Turteltaub recklessly tries to take a page out of Jaws by withholding the Megalodon from the audience for a baffling amount of time, which is absurd given the marketing is wall-to-wall images enticing you with the size of the antagonist. It’s nearly unforgivable until ol’ Meg shows her face.

The moment our gilled friend arrives, however, things pick up considerably. The next two acts of The Meg become nonstop Stath-versus-shark action and mostly deliver on the goods promised by the delightful trailer. If the image of a tough-as-nails Brit trying to stab what is essentially a dinosaur shark in the face does not bring you a rush of endorphins, then stop reading this immediately and visit a psychiatrist. Although the film doesn’t quite live up to the potential of its cheeky marketing campaign, plenty of hapless folks are devoured in commendable PG-13 fashion. Ultimately, this will fade from your memory within the week; still, it slightly surpasses plenty of the subpar tentpoles released this summer.

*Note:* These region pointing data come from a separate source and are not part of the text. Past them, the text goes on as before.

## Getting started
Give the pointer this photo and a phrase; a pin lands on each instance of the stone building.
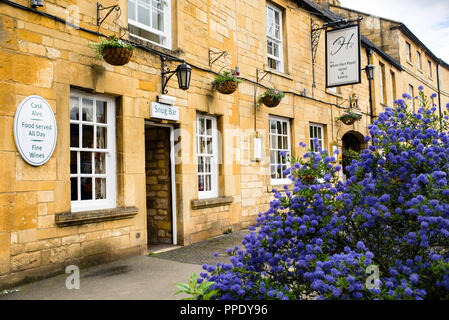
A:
(123, 177)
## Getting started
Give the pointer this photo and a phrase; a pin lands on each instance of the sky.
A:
(427, 19)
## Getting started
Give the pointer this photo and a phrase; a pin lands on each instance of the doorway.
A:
(160, 192)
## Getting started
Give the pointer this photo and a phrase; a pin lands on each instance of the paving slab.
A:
(150, 277)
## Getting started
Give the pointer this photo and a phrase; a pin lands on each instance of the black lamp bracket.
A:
(166, 74)
(100, 8)
(261, 74)
(215, 55)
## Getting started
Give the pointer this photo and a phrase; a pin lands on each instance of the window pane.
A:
(158, 20)
(208, 182)
(132, 10)
(270, 47)
(207, 167)
(101, 138)
(202, 145)
(273, 142)
(100, 188)
(74, 135)
(200, 164)
(143, 15)
(74, 108)
(101, 111)
(74, 188)
(276, 49)
(88, 136)
(284, 128)
(87, 109)
(86, 162)
(200, 183)
(273, 157)
(273, 172)
(86, 188)
(201, 126)
(273, 126)
(208, 127)
(73, 162)
(100, 163)
(209, 145)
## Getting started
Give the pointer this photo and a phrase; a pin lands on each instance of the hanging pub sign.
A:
(343, 56)
(35, 130)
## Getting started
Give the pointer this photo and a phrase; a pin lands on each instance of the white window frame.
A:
(167, 24)
(381, 83)
(273, 139)
(418, 60)
(110, 155)
(213, 193)
(392, 89)
(408, 51)
(411, 91)
(319, 127)
(272, 37)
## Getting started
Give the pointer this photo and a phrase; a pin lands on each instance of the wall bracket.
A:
(100, 8)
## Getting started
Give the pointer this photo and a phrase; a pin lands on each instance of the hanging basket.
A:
(226, 87)
(270, 101)
(117, 56)
(348, 120)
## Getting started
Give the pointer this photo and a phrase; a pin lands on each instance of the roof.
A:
(332, 17)
(407, 32)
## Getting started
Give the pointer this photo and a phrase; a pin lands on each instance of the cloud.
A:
(428, 20)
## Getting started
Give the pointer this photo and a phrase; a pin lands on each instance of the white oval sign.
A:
(35, 130)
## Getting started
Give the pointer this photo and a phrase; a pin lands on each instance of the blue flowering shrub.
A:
(383, 234)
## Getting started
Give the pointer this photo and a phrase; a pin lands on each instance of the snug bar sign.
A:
(164, 111)
(35, 130)
(343, 56)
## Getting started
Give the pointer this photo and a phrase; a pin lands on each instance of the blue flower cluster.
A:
(382, 234)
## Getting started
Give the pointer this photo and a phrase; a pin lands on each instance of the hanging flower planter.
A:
(349, 117)
(226, 83)
(271, 98)
(114, 51)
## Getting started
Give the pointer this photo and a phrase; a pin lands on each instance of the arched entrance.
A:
(354, 140)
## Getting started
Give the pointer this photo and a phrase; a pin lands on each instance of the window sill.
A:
(280, 187)
(94, 216)
(211, 202)
(153, 46)
(278, 73)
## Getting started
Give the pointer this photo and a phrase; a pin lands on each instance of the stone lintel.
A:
(212, 202)
(84, 217)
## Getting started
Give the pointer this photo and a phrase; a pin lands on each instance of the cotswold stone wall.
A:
(39, 234)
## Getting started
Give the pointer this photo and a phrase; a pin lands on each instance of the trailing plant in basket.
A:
(271, 95)
(109, 42)
(226, 82)
(349, 117)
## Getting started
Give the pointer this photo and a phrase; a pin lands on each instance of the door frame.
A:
(172, 175)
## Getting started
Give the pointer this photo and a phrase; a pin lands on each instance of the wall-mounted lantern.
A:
(183, 73)
(369, 69)
(37, 3)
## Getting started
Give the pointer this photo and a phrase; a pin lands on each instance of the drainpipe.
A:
(438, 88)
(369, 53)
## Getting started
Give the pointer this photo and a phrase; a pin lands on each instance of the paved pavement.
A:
(151, 277)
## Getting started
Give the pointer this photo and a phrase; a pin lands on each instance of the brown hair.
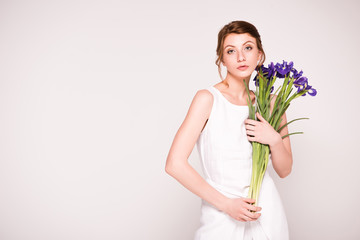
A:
(237, 27)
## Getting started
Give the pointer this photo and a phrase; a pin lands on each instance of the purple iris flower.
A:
(296, 74)
(269, 71)
(283, 69)
(302, 81)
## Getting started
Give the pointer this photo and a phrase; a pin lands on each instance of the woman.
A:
(217, 121)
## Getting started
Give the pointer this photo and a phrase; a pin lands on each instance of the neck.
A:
(236, 85)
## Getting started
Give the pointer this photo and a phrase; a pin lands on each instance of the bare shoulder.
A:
(202, 102)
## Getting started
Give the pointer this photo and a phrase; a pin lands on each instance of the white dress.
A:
(226, 161)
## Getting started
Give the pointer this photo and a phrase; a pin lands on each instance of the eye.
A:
(228, 52)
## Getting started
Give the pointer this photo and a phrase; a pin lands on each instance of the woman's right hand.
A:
(239, 209)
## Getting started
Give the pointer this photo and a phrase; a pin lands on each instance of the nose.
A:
(241, 56)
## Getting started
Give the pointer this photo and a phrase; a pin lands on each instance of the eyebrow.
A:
(234, 46)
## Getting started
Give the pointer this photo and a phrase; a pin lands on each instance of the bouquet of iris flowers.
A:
(264, 82)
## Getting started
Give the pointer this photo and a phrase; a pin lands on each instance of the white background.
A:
(93, 92)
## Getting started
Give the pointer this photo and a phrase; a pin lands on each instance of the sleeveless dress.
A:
(226, 161)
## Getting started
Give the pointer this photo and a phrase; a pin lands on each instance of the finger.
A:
(249, 127)
(252, 138)
(249, 200)
(244, 218)
(250, 122)
(253, 208)
(260, 117)
(252, 215)
(250, 132)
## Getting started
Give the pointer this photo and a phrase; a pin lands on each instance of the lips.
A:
(243, 67)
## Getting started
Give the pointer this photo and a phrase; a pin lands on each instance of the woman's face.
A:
(240, 54)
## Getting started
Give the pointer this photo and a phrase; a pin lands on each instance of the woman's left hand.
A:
(261, 131)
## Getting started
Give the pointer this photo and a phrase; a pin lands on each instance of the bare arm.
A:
(178, 167)
(177, 164)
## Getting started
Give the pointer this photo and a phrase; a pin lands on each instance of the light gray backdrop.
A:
(93, 92)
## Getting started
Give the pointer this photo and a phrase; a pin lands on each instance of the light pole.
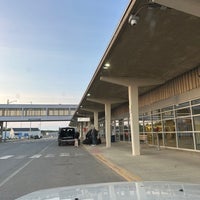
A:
(8, 102)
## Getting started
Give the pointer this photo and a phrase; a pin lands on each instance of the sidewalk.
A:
(151, 165)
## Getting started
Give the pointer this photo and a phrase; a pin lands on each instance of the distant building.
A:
(25, 132)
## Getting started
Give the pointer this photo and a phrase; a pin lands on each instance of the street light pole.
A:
(8, 102)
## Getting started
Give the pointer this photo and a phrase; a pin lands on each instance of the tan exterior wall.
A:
(181, 84)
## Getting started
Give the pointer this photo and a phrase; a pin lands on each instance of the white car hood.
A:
(120, 191)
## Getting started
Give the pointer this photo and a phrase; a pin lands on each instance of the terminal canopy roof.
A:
(163, 44)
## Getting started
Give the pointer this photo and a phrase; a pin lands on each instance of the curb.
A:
(119, 170)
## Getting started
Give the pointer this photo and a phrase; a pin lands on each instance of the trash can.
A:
(112, 138)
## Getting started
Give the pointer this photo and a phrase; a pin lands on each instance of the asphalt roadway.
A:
(152, 165)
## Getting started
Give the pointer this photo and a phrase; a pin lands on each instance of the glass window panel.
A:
(184, 124)
(183, 112)
(196, 110)
(157, 124)
(147, 124)
(167, 108)
(156, 111)
(181, 105)
(196, 123)
(169, 125)
(168, 115)
(197, 138)
(170, 139)
(185, 140)
(150, 138)
(196, 101)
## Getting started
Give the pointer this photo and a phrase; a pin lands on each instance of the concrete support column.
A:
(96, 119)
(107, 124)
(1, 130)
(134, 119)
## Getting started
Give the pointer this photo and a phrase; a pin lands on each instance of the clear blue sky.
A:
(49, 49)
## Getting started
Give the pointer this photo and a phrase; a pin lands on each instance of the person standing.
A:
(76, 138)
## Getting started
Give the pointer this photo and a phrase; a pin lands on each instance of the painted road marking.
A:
(64, 154)
(20, 156)
(39, 155)
(6, 157)
(50, 156)
(36, 156)
(122, 172)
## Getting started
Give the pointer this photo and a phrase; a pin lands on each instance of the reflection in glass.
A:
(170, 139)
(197, 138)
(196, 123)
(183, 112)
(184, 124)
(168, 115)
(196, 110)
(185, 140)
(169, 125)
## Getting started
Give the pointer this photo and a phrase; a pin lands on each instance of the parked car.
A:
(66, 135)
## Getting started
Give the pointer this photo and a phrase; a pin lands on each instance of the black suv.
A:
(66, 135)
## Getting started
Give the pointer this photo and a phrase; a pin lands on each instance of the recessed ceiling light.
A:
(106, 66)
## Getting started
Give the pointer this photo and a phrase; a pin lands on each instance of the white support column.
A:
(96, 119)
(107, 124)
(134, 119)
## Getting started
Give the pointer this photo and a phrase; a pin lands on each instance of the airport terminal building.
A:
(146, 87)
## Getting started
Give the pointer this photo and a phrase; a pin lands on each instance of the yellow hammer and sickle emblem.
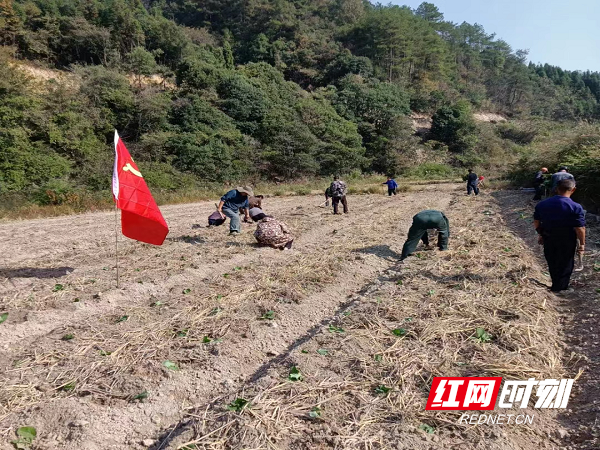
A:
(128, 168)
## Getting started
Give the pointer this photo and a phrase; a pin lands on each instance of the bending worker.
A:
(560, 222)
(423, 221)
(230, 205)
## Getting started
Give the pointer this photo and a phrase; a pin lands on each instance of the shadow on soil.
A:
(164, 440)
(579, 319)
(36, 272)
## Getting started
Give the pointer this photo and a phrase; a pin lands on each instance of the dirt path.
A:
(84, 362)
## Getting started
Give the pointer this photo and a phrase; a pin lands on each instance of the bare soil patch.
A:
(92, 366)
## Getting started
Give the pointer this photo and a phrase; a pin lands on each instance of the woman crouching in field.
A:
(271, 231)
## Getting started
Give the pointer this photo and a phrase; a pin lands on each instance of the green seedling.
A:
(141, 396)
(315, 413)
(269, 315)
(427, 428)
(295, 374)
(171, 365)
(215, 311)
(382, 390)
(69, 386)
(238, 405)
(25, 437)
(482, 336)
(334, 329)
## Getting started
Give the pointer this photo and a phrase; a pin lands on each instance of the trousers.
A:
(426, 220)
(472, 187)
(235, 224)
(559, 250)
(336, 202)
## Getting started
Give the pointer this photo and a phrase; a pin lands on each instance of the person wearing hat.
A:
(538, 183)
(230, 205)
(560, 223)
(338, 194)
(270, 231)
(426, 220)
(562, 174)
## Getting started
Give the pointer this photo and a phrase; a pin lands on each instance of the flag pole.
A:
(117, 243)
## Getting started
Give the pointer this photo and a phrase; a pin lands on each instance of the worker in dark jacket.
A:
(562, 174)
(423, 221)
(560, 223)
(392, 186)
(538, 183)
(472, 183)
(230, 205)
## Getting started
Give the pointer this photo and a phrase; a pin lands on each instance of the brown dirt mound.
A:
(91, 366)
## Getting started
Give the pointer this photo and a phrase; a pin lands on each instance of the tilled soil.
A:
(208, 318)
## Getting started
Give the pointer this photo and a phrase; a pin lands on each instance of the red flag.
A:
(140, 217)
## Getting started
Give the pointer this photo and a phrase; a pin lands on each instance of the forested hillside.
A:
(231, 90)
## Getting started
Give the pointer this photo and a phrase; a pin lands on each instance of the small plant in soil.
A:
(269, 315)
(482, 336)
(382, 390)
(315, 413)
(238, 405)
(295, 374)
(25, 437)
(171, 365)
(141, 396)
(427, 428)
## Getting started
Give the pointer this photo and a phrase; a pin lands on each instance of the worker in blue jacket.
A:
(392, 186)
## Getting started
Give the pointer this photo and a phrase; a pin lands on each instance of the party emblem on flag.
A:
(140, 217)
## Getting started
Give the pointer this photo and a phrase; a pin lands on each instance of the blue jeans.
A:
(235, 223)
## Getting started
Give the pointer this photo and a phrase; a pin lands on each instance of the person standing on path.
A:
(472, 181)
(338, 194)
(423, 221)
(392, 186)
(560, 222)
(230, 205)
(538, 183)
(562, 174)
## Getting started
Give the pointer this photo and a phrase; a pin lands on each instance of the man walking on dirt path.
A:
(562, 174)
(230, 205)
(472, 181)
(560, 222)
(338, 194)
(423, 221)
(538, 183)
(392, 186)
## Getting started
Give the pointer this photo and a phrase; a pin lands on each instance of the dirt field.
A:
(207, 319)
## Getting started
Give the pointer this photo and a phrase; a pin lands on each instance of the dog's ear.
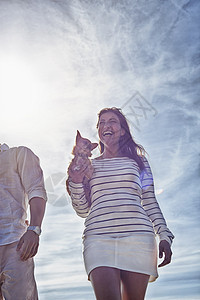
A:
(78, 136)
(93, 146)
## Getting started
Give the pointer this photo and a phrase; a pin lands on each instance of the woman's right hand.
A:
(77, 176)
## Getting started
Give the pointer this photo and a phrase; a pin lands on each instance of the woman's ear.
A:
(123, 131)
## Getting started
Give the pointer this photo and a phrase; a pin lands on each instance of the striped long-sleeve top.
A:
(123, 201)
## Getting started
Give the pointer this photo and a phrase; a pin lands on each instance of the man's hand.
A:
(28, 245)
(164, 247)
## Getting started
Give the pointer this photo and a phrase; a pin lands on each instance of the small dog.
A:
(81, 151)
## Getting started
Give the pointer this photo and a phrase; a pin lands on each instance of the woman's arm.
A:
(151, 206)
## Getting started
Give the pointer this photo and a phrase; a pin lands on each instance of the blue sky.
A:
(62, 61)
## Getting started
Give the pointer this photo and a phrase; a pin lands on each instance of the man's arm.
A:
(29, 242)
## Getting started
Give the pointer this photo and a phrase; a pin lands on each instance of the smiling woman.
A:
(21, 94)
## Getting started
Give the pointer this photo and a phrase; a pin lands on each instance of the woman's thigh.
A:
(134, 285)
(106, 283)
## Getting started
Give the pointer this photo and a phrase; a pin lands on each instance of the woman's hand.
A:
(164, 247)
(77, 176)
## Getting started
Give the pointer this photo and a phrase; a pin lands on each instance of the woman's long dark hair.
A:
(128, 147)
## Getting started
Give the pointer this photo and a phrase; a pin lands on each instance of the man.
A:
(21, 183)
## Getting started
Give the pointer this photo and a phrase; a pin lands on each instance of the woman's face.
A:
(110, 129)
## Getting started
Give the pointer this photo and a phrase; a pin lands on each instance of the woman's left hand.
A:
(164, 247)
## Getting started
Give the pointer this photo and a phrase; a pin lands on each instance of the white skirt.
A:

What keeps the shark mayhem from achieving greatness is what I’ve dubbed Dwayne Johnson Syndrome. Make no mistake: I love Johnson, but he chooses starring roles in movies that should be exuberant pieces of exploitation and end up getting bogged down by overly polished and generic filmmaking. These blockbusters lack the craft to reach the heights of even modern-day Spielberg or the humility to dive head-first into irreverent trash. What you’re left with is something far less compelling than either of those.

Take, for example, a brief scene where Meg is let loose on a beach party. Yes, we get some superb shots of an 80-foot shark swimming beneath clueless vacationers on floaties, but the carnage amounts to a handful of people thrashing and disappearing under a wave before we see a CG fin slink beneath the surface.

In 2015, it was announced that horror filmmaker and noted gorehound Eli Roth would direct The Meg. Unsurprisingly, he left the project once Warner Bros. informed him that the film couldn’t be rated R. As a fellow B-movie enthusiast, I can’t help wishing we got to see this titular shark in his full, gruesome glory. Turteltaub may have benefitted from taking a page out of Roth’s book.